Starring: Melissa McCarthy, Susan Sarandon, Kathy Bates, Allison Janney, Mark Duplass
Directed by: Ben Falcone
Written by: Melissa McCarthy, Ben Falcone
Rating: R (US) Running Time: 1 hr 36 min
We’re introduced to Tammy (Melissa McCarthy) as she stumbles from one personal disaster to the next. Her car is wrecked in an accident with a deer, which results in her being late for work, again, and she gets fired. That then leads to her getting home early to find her husband having lunch with his new girlfriend. So she’s having a really bad day, and I guess we’re supposed to feel pity for her – right? Wrong!
She hit the deer because she wasn’t paying attention to the road. She was fired because she’s often late for work. Okay, stumbling on your cheating husband is rough, but that whole big discovery scene was weird too. Tammy walks in to find them having lunch. Lunch? Hardly damming evidence of an illicit affair, but therein lies the main problem with this film. It often contrives reasons for you to feel sorry for Tammy, but then has her go on an create more problems for herself.
So maybe my pity battery was drained, or my stock of empathy was running low, but I wasn’t able to connect to this character or this aimless mess of a movie. When Tammy is creating trouble, there’s a couple of isolated giggles to be had here and there, but for the most part I got the feeling everyone making the film was having a much better time than I was watching it.
It criminally wastes the talents of Susan Sarandon and Kathy Bates, and delivers its bogus morality with all the subtlety of a brick to the face.
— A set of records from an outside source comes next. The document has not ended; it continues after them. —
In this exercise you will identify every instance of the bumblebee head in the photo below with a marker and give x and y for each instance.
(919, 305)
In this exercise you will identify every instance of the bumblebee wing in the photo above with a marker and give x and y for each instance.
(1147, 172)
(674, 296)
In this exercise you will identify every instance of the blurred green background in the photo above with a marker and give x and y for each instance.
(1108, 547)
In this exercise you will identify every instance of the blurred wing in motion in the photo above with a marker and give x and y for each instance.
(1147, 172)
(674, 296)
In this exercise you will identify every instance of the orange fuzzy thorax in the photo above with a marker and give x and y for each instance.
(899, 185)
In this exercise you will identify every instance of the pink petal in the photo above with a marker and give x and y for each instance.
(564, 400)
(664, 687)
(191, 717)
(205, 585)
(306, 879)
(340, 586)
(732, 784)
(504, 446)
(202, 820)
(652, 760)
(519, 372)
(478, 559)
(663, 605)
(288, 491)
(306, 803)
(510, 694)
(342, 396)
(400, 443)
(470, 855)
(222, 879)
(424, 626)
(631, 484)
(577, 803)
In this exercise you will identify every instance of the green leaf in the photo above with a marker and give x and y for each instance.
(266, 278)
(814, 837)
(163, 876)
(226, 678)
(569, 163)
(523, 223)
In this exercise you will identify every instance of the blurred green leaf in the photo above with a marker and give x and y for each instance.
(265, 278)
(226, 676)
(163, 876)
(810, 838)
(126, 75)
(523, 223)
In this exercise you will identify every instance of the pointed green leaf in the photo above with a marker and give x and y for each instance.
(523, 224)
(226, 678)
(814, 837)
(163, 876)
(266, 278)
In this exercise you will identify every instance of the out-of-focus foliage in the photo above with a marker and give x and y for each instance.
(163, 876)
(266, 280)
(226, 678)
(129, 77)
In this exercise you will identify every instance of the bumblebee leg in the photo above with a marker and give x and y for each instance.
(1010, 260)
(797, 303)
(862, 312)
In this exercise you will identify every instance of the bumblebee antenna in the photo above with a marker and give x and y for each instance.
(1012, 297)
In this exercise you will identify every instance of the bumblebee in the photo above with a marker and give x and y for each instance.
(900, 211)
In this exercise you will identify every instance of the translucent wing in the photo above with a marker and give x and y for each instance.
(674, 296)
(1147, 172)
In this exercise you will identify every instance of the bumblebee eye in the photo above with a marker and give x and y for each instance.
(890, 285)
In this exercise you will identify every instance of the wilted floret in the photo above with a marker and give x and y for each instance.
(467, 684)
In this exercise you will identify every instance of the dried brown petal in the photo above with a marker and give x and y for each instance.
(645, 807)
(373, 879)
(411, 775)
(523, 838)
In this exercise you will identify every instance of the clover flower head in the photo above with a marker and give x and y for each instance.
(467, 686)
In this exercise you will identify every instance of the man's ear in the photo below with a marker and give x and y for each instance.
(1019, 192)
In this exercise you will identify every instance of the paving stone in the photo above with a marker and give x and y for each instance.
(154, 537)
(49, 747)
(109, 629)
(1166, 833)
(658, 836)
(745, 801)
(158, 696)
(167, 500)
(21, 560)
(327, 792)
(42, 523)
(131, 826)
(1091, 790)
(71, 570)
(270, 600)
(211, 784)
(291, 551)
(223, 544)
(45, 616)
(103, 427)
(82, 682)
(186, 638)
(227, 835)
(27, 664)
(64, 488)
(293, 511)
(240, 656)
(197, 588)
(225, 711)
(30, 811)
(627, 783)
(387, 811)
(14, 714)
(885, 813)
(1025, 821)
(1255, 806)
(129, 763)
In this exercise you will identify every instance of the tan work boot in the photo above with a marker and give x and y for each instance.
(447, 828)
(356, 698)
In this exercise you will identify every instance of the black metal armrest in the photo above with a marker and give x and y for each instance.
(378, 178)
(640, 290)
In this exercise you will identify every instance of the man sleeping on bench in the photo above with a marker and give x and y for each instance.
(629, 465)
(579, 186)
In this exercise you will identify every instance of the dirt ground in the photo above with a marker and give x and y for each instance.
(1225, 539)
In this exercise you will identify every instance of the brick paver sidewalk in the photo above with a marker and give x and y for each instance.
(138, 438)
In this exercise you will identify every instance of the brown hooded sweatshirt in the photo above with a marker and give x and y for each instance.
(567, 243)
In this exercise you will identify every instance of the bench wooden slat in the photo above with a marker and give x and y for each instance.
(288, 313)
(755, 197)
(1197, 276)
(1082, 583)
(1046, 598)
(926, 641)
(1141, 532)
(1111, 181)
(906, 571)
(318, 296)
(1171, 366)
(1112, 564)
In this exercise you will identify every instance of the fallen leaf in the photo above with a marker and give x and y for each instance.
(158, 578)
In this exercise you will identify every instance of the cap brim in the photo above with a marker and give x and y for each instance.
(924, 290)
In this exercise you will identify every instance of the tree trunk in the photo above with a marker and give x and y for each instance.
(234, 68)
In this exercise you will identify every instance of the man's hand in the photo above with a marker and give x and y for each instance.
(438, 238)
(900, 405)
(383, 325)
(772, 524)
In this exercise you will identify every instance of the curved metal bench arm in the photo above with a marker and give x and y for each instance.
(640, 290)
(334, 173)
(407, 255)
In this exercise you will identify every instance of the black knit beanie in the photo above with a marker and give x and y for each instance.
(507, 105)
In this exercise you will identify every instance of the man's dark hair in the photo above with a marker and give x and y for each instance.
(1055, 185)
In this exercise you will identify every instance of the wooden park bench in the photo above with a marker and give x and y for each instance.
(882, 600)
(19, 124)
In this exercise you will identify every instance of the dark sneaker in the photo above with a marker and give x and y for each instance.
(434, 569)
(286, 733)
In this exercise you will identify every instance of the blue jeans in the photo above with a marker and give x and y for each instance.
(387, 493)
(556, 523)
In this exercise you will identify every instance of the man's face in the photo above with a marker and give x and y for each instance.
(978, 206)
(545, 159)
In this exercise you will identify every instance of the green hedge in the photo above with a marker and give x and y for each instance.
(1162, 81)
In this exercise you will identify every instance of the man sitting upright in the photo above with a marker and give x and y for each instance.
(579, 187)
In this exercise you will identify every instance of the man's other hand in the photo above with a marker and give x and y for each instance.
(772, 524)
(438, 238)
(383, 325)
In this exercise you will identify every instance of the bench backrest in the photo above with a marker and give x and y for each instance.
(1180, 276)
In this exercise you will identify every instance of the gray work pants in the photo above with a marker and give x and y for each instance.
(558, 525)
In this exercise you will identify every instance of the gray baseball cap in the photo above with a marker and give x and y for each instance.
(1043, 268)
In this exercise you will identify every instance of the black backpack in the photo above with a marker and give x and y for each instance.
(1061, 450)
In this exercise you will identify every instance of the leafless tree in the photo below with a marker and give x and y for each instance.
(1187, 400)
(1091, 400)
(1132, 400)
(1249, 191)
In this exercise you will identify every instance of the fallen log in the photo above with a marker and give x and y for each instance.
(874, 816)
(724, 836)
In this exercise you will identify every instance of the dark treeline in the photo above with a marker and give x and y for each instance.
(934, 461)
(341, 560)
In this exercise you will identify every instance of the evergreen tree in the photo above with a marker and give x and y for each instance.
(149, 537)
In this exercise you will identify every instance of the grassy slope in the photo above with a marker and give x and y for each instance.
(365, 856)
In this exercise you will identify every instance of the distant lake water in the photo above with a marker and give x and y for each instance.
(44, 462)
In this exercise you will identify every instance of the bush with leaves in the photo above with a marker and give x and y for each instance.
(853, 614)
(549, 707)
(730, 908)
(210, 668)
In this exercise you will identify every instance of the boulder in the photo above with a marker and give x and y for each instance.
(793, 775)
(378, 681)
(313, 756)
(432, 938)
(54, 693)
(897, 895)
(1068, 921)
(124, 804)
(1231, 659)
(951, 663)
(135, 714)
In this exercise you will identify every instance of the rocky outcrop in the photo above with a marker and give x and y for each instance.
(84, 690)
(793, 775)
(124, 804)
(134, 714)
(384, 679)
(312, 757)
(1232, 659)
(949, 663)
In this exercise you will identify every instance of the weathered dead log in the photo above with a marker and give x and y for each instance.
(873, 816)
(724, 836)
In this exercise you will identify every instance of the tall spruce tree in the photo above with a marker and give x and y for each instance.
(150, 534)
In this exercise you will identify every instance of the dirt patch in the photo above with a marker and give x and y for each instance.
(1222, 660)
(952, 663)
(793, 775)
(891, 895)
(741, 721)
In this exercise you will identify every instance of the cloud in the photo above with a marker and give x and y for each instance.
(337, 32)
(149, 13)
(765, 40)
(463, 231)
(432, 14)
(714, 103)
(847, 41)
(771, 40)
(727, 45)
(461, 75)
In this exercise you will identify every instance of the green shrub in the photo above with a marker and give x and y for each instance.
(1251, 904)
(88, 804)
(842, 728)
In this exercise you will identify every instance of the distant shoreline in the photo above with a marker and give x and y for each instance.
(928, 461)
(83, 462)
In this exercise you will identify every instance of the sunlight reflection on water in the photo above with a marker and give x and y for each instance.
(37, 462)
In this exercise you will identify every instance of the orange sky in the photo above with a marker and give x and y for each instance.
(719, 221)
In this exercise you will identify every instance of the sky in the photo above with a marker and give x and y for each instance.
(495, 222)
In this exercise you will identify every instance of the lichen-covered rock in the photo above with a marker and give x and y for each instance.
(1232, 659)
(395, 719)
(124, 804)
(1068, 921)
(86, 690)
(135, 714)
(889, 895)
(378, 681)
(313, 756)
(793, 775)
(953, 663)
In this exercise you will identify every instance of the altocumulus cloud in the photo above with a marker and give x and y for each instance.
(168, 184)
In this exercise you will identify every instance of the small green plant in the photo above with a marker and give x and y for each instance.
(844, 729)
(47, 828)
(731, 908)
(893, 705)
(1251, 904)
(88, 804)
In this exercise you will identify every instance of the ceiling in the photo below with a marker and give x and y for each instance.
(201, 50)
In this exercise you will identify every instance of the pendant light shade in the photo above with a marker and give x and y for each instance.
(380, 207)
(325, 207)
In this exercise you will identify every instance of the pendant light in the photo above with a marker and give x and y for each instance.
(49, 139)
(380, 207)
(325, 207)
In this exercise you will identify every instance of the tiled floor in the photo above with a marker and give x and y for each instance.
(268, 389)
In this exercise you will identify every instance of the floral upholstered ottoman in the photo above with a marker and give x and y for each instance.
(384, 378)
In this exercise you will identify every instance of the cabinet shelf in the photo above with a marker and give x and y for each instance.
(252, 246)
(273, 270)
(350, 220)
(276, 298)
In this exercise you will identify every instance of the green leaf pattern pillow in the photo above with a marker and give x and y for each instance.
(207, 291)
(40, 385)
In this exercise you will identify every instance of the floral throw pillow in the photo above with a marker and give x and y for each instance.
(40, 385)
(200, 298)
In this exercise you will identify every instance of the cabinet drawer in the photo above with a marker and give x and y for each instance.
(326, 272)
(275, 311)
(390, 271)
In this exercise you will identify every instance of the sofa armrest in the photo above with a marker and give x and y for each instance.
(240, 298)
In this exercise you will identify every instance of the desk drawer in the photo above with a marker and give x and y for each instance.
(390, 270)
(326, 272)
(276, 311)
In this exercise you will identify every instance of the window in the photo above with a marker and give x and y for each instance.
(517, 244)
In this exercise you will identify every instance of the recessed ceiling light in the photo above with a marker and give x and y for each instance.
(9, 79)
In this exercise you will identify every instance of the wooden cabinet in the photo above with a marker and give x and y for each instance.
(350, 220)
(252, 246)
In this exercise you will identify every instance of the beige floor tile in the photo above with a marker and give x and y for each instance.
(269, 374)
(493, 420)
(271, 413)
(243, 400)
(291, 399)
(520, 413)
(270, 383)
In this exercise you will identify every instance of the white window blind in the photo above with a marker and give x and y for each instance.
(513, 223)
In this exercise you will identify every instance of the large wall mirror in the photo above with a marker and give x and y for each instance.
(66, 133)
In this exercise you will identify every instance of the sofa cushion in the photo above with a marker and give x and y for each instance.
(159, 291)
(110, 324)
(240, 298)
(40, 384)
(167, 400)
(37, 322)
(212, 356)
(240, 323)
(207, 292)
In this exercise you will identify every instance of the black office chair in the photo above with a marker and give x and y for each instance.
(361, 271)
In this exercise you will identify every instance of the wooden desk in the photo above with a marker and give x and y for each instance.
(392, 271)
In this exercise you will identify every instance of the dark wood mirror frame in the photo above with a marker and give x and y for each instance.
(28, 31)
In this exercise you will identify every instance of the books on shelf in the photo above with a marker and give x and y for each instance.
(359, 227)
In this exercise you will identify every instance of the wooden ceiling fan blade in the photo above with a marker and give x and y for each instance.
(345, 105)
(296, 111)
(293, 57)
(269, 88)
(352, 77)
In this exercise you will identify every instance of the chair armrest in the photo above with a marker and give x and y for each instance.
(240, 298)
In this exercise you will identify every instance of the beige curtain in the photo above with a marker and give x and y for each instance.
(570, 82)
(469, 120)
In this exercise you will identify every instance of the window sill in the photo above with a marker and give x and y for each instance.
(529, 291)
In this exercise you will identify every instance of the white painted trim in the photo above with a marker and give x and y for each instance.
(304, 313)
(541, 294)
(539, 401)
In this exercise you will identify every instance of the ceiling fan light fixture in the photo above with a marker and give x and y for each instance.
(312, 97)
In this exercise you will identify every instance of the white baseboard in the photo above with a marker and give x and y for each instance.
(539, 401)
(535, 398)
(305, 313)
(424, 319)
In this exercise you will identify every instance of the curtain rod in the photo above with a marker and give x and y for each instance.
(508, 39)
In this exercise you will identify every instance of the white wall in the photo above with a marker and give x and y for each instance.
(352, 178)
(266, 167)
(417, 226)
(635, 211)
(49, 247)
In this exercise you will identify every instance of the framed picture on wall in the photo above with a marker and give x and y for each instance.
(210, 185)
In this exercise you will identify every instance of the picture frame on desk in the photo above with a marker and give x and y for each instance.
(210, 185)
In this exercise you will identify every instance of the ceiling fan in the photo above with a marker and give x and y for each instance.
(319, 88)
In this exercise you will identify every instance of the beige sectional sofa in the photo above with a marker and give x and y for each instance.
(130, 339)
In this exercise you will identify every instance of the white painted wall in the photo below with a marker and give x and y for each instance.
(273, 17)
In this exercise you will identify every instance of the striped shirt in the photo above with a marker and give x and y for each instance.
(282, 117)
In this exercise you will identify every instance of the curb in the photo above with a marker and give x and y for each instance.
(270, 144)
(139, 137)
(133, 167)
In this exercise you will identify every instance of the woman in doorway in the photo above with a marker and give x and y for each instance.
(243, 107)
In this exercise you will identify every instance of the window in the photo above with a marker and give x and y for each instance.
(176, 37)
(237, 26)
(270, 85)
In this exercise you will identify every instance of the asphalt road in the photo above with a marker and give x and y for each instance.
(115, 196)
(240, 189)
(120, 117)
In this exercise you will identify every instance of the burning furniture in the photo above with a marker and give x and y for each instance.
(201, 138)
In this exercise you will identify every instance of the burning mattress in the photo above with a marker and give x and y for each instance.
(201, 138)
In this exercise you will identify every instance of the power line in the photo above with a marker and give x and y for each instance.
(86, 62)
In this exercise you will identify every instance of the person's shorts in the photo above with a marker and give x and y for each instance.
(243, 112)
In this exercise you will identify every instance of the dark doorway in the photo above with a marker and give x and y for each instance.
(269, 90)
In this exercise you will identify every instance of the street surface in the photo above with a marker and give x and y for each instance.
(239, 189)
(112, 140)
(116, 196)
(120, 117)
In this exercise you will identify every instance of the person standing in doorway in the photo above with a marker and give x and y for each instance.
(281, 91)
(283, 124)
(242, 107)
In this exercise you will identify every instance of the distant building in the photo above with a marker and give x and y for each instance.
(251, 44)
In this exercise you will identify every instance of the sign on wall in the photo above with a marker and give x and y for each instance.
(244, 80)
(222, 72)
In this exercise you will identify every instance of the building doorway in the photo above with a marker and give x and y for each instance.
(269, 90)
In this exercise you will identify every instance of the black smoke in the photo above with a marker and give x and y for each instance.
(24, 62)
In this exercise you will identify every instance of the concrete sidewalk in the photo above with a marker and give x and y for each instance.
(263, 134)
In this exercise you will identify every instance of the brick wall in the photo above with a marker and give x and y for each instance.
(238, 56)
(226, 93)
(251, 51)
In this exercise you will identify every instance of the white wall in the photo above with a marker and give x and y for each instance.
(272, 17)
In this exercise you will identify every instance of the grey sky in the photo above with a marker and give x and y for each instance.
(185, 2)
Melissa McCarthy is a very funny woman, and I loved her roles in Bridesmaids and The Heat, because in those movies she was unapologetically loud and brash. In films like Tammy and Identity Thief, those comedic gifts are mostly ignored in favor of a bizarre need to make the audience pity her characters, and for me at least, it doesn’t work and it certainly isn’t funny.
If you enjoyed Identity Thief then you may get some enjoyment out of this. Tammy is rated R due to its somewhat mild language, and depiction of alcohol abuse. The movie though is trying to be more of a romantic affair rather than gross out comedy.
Tammy is nicely made, but not a visual feast for the eyes. If you can wait, a regular DVD or streaming show on your TV, laptop, tablet or phone will service this film well enough.
Kathy Bates delivers the pep talk to Tammy during the last act of the film. The usual garbage that all it takes to get ahead in life is to work hard. I find this kind of thing just irritating. So, if you’re not getting ahead you’re simply being lazy? Claptrap, and it insults the vast majority of people out there in the world that do work hard, and still have trouble making ends meet. Sorry – I’ll put away my soap box now!